Brasileiros estão sentindo no bolso: os preços de pescados — como tilápia, salmão, robalo, camarão e bacalhau — têm subido nas peixarias, supermercados e mercados populares em todo o país à medida que se aproxima a Quaresma e a Páscoa. Tradicionalmente esse período estimula maior procura por peixes e frutos do mar, influenciando diretamente no preço final que os consumidores pagam.
Demanda em alta: tradição e consumo
Aumento dos preços
Com a demanda maior, muitos comerciantes relatam alta de preços de pescados nos balcões. Em cidades e feiras populares, os consumidores veem esse aumento imediatamente. Segundo relatos recentes, os valores podem subir de 10% a 15% em comparação ao restante do ano, dependendo da espécie do pescado e da região do comércio.

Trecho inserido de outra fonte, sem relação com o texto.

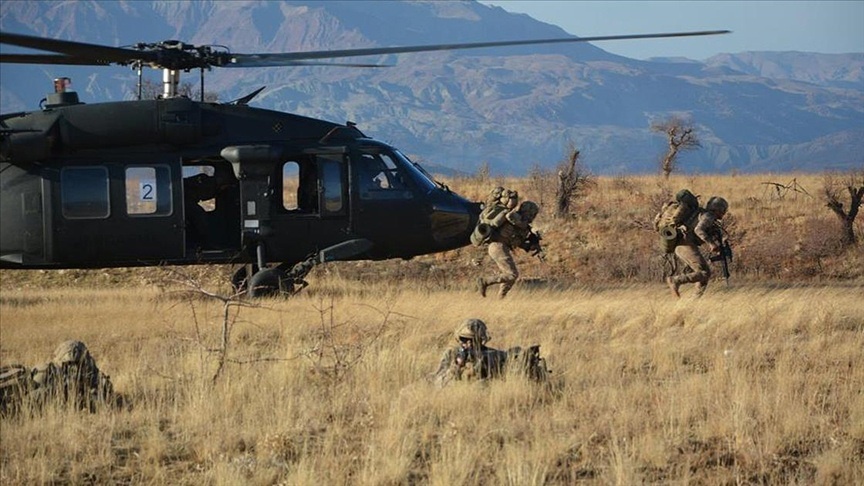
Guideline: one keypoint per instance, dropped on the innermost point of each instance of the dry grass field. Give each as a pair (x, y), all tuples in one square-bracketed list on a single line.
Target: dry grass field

Além da demanda sazonal, fatores como custo de produção, logística de transporte e variações cambiais também influenciam o preço final nas prateleiras, especialmente para produtos importados ou aqueles que dependem de cadeias logísticas longas.
Espécies mais procuradas
Entre os pescados mais buscados pelos consumidores neste momento estão:
- Tilápia: uma das espécies mais consumidas no Brasil, muitas vezes produzida em piscicultura nacional.

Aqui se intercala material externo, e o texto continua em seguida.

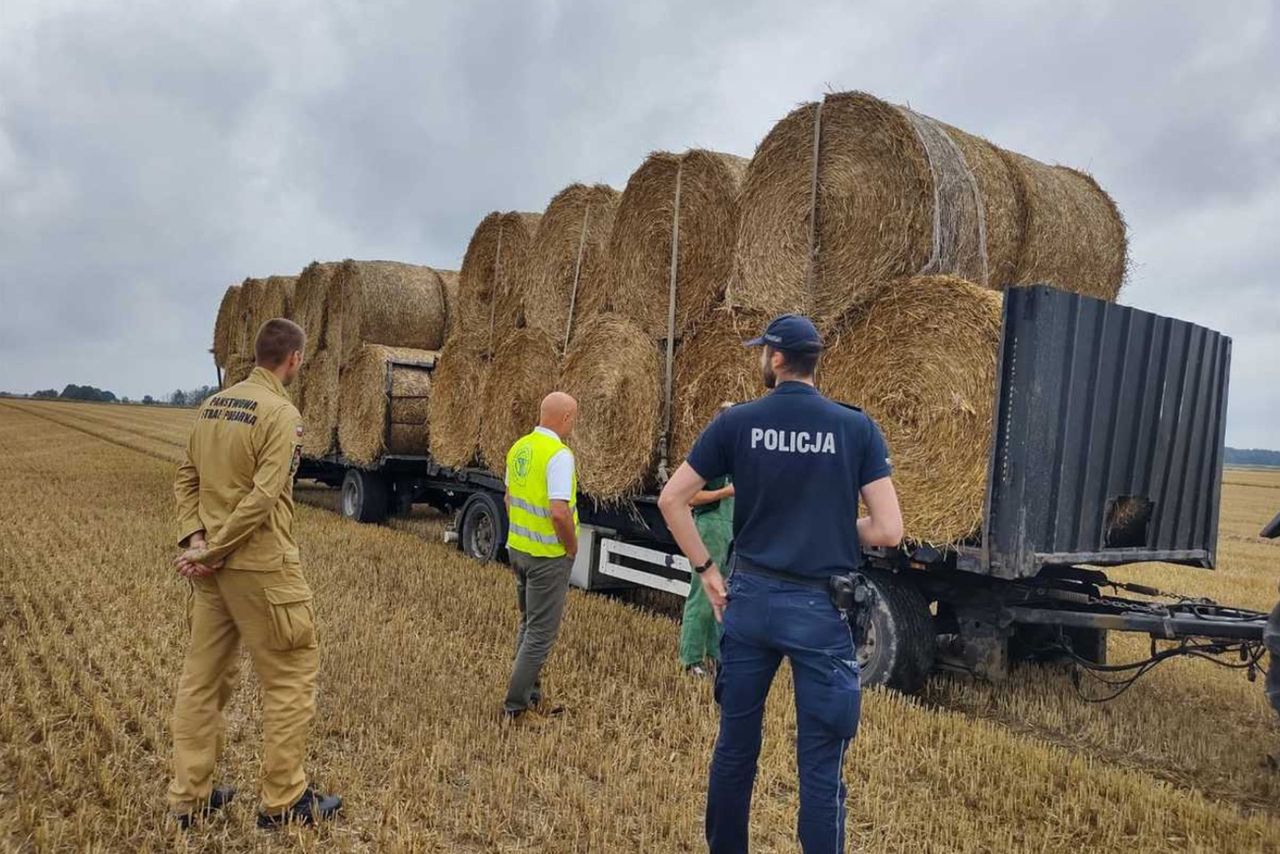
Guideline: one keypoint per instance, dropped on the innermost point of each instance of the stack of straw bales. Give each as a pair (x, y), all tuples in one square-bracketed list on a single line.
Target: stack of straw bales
[(922, 362), (897, 193), (369, 423), (562, 278), (487, 306), (361, 314), (255, 302), (488, 314), (894, 231), (615, 371)]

- Robalo e pescada amarela: preferidos por quem busca sabores tradicionais.
- Salmão: bastante consumido, apesar de muitas vezes ser importado e, por isso, mais caro.
- Bacalhau: produto tradicional na Semana Santa, com preços mais elevados por ser importado de países como Portugal e Noruega.
O panorama nacional de consumo
Levantamentos recentes indicam que o consumo de peixe no Brasil cresceu nos últimos anos, e a aproximação da Quaresma em 2026 reforça essa tendência. Em algumas regiões, o setor de pescado projeta aumento de até 30% a 40% nas vendas durante esse período, refletindo tanto a tradição religiosa quanto uma mudança gradual nos hábitos alimentares dos brasileiros em direção a proteínas consideradas mais leves ou saudáveis.
Esse cenário de maior procura costuma fazer com que os preços se ajustem rapidamente ao mercado, sobretudo em centros urbanos com grande volume de consumo.
Impacto no orçamento familiar
Mesmo que muitos consumidores abracem a tradição de consumir peixe nessa época, o aumento de preços pode representar um desafio para o orçamento doméstico — principalmente em famílias de renda mais baixa. Alguns especialistas em consumo recomendam:
- Planejar as compras antecipadamente, comparando preços em diferentes feiras ou supermercados;
- Optar por espécies mais acessíveis, como tilápia ou pescados de produção nacional;
- Explorar cortes ou formatos diferentes (como filés congelados) que costumam ser mais baratos que peixes inteiros ou frescos.
Tendências e perspectivas
Especialistas no setor de pescado indicam que a alta de preços observada agora pode continuar até a Semana Santa, quando a demanda tende a atingir pico histórico de vendas. Parte do setor acredita que os estoques estão sendo reforçados e a logística melhor organizada, o que pode ajudar a moderar o ritmo de aumento dos valores nos próximos meses.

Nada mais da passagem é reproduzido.